One thing I can’t find any fault with: the entrance and appearance of Darth Teeth, a.k.a. Darth Qimir, a.k.a. Darth Jasithto. The Sith should be scary, and this Sith is. For one, his helmet is terrifying—a misshapen mess like Kylo Ren’s, crossed with Venom’s surfeit of teeth. For another, he’s freakily out of focus when he first appears behind Osha’s back. (Run, he’s fuzzy, get outta here.) For another, he hovers like Vladimir Harkonnen, Count Dooku in Genndy Tartakovsky’s Clone Wars, and Vader standing on top of his TIE fighter in Rebels. Yes, they fly now. OK, maybe more like levitate. But really, why wouldn’t Force users fly more than they do?

“What is that?” Jecki asks, echoing Obi-Wan Kenobi’s question to Qui-Gon Jinn after the latter’s encounter with Darth Maul: “What was it?” No wonder the Jedi don’t know their enemy. They’re face to face—or face to helmet—with a reality that not even Yoda is old enough to know as more than a nightmare.

Now, I promised that we’d return to Master Mundi, who has to weigh in whenever Wookiees are attacked. One of Mundi’s few Phantom Menace lines comes after Qui-Gon reports the presence of a possible Sith to the Council, prompting Mundi to exclaim, “Impossible. The Sith have been extinct for a millennium.” Why, might one wonder, does Mundi declare the Sith extinct for a millennium if they’d announced themselves a century earlier?
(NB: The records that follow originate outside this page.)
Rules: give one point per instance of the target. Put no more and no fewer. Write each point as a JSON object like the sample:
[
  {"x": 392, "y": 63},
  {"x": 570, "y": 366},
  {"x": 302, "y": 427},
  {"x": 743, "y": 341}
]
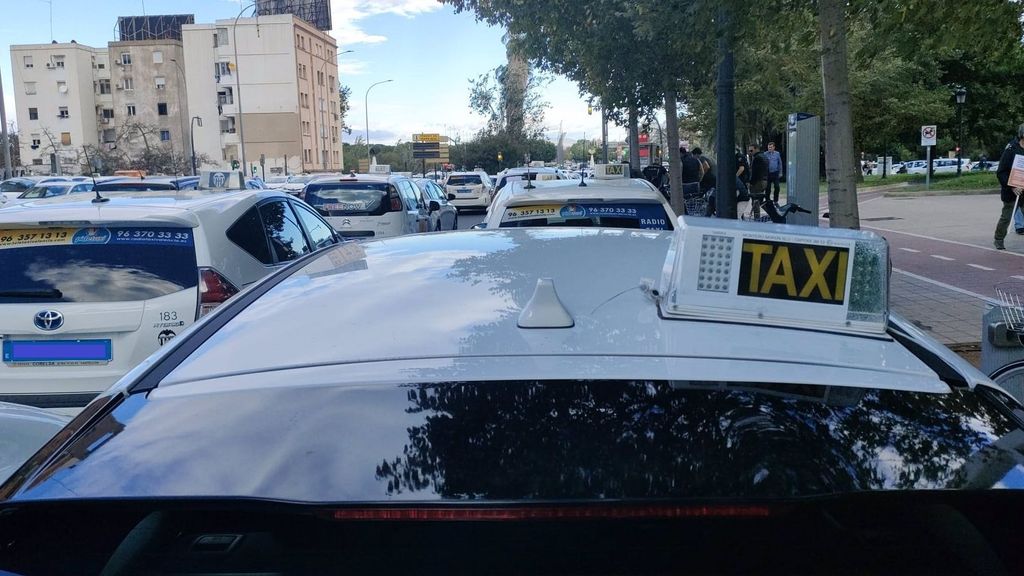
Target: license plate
[{"x": 48, "y": 352}]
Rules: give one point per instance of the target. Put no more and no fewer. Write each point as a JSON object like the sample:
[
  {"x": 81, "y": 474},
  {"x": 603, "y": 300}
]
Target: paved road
[{"x": 946, "y": 239}]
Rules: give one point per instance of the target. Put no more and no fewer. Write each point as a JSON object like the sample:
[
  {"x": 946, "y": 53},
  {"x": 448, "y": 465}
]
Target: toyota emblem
[{"x": 48, "y": 320}]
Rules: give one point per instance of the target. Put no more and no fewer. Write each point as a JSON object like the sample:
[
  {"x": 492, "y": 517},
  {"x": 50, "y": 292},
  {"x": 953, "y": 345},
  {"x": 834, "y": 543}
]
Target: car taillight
[{"x": 214, "y": 289}]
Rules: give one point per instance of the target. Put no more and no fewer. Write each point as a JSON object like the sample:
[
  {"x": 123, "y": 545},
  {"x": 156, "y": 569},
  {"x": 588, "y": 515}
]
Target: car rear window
[
  {"x": 607, "y": 214},
  {"x": 469, "y": 179},
  {"x": 11, "y": 186},
  {"x": 95, "y": 264},
  {"x": 43, "y": 191},
  {"x": 335, "y": 199}
]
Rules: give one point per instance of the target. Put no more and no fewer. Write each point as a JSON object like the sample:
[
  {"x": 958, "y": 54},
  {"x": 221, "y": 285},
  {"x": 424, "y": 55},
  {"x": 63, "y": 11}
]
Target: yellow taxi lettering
[
  {"x": 757, "y": 251},
  {"x": 817, "y": 278},
  {"x": 780, "y": 272},
  {"x": 794, "y": 272},
  {"x": 841, "y": 276}
]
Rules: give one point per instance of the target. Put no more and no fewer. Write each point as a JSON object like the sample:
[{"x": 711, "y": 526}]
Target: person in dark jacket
[{"x": 1009, "y": 195}]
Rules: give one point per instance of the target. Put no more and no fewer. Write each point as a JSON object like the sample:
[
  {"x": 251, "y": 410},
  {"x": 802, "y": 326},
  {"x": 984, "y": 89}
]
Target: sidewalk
[{"x": 949, "y": 316}]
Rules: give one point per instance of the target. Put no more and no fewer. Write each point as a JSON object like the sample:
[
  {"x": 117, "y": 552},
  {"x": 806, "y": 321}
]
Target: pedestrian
[
  {"x": 1009, "y": 195},
  {"x": 710, "y": 178},
  {"x": 759, "y": 178},
  {"x": 774, "y": 170}
]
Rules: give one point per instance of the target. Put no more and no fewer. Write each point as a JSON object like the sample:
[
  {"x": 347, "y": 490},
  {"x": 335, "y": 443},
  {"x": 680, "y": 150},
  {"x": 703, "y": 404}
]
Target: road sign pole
[{"x": 928, "y": 167}]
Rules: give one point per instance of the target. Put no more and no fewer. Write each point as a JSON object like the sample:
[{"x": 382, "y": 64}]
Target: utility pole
[{"x": 7, "y": 172}]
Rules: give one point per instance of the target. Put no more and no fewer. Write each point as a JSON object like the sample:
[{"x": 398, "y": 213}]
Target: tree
[{"x": 344, "y": 96}]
We don’t know, but there are plenty of plausible reasons. Maybe Mae and her master aren’t actually Sith (though it seems like a safe assumption). And as of now, Mundi still hasn’t met master or apprentice; maybe all or most of the Jedi on Khofar will die before they can report what they saw. It doesn’t bode well for them that aside from Sol, Jecki, and Yord, we don’t know their names. (Between flicking his fingers to hurl Osha away—instead of slicing her up, which would’ve been easy—and powerfully pushing the Jedi back, this dark sider doesn’t seem to be stressing about the eight-to-one odds.) Or maybe Mundi is still keeping quiet about something he and other Jedi conspired to suppress. The more time elapses, the harder it is to come clean; how do you broach the subject of having seen the Sith a century ago? (“Oh yeahhh, there was that one Sith sighting.”) If he is part of an effort to sweep the Sith under the rug—or mistakenly believes that the danger was dealt with—we know he pays a steep price.

Just as nightfall follows day on Khofar, so might “Night” follow “Day” on The Acolyte. How dark could it get, now that Kelnacca is no more and the suspected Sith is on the scene? Mae’s master is spoiling for a fight, and so is The Acolyte’s audience, which hasn’t seen one for two weeks. (The underwhelming matchup between Sol and a single umbramoth doesn’t count.) After the tease at the end of this episode, the culmination must be big. Maybe bigger than the Duel of the Fates.

Because the twins are “always one,” Mae’s sudden doubts about the Sith may portend a crisis of faith in the Jedi for Osha, when one of these weeks, she and we learn the truth about Brendok: what the Jedi did, whether Mae was framed, and how she walked away from her not-so-unsurvivable fall. So, just as Mae turned to the light in “Day,” Osha may turn to the dark in “Night.” Could Sol’s sins be so heinous that Osha will be the one to kill him, taking advantage of his trust to do it without a weapon? Perhaps by pushing him off a cliff, a dark reflection of the two times he saved her? (Sol does seem obsessed with falls being fatal.) After all, Osha’s the one whose emotional wounds continue to fester this week, while Mae gives up her grievances (almost too) easily. Perhaps it’s symbolic that Mae’s face emerges from gloom into white light at the end of the episode, whereas Osha’s is wreathed in red.

All might make sense by the end: “I’ll explain everything,” Sol, the, um, sole surviving Brendok Jedi, assures Osha. But it’s tough to expect a perfect payoff down the road when the weekly installments are only so satisfying. Halfway through the season, The Acolyte has to ramp up the action and start putting puzzle pieces in place—or some viewers, like Mae, might realize that they don’t need to do this anymore.